Quarto Version
Folio Version
Folio Version
What interested me about this isn't just that the speech prefixes get reassigned -- what I find particularly intriguing is that almost nothing else changes between the two versions. Throughout the conversation and the itemization of theatrical endeavors, most of the spellings and puncutation remain consistent between the editions. Even the least-orthodox of the spelling variations -- "muſicke", "Wee'l", "tipſie", "vſuall" -- remain the same between the Quarto and the Folio. At Philostrate's/Egeus's speech beginning "A play there is," inconsistencies begin to appear, but until that point, it looks as though whoever did the typesetting for the Folio copied the Quarto nearly identically -- except for the prefixes.
The striking similarities in typesetting, despite the considerable change to the speech prefixes, really makes me wonder what the cause for that change was. Could this be an example of the Folio text reflecting a change to the play-as-produced? Somewhere between 1600 and 1623, did Shakespeare the author, or the King's Men as a company, decide that the scene worked better as a dialogue between Lysander and Theseus?

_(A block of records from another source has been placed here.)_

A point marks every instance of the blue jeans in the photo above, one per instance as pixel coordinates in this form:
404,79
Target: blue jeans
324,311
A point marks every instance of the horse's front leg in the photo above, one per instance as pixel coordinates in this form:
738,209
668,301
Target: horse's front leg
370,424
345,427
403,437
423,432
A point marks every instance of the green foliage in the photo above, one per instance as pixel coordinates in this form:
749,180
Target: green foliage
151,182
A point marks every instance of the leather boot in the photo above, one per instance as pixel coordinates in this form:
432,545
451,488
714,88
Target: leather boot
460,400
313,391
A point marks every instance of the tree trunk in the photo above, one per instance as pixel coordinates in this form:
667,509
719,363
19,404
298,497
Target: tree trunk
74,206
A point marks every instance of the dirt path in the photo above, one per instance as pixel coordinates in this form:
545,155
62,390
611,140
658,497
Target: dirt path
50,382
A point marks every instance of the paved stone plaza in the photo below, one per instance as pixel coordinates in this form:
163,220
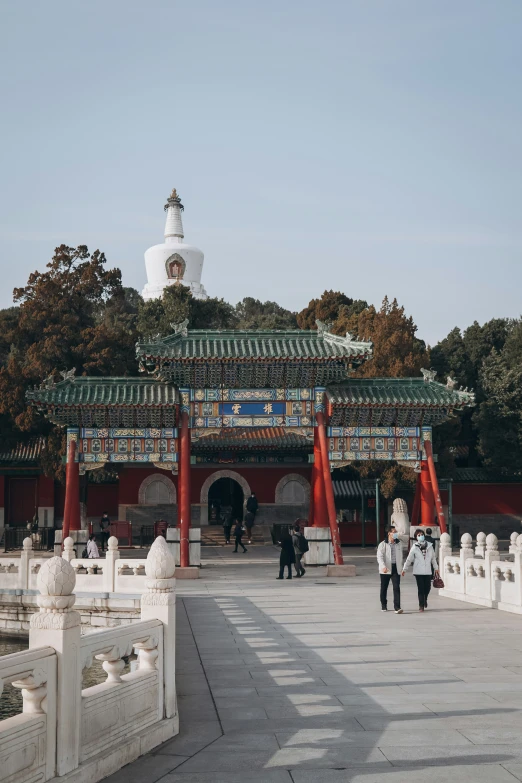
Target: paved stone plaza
308,681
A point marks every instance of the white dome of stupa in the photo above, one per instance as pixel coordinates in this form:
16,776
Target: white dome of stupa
173,262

Did a new doubling mean that whoever played Philostrate in 1.1 could not be available for this section of text? This change seems too large and too deliberate to have been an error, since it involves not only reassigning speech prefixes but also breaking a monologue into a dialogue. There must have been a reason -- but we're not ever likely to find out what that reason was. This textual variant offers a tantalizing opportunity for speculation -- just the sort of intellectual and imaginative experiment that makes working with early modern texts so intriguing.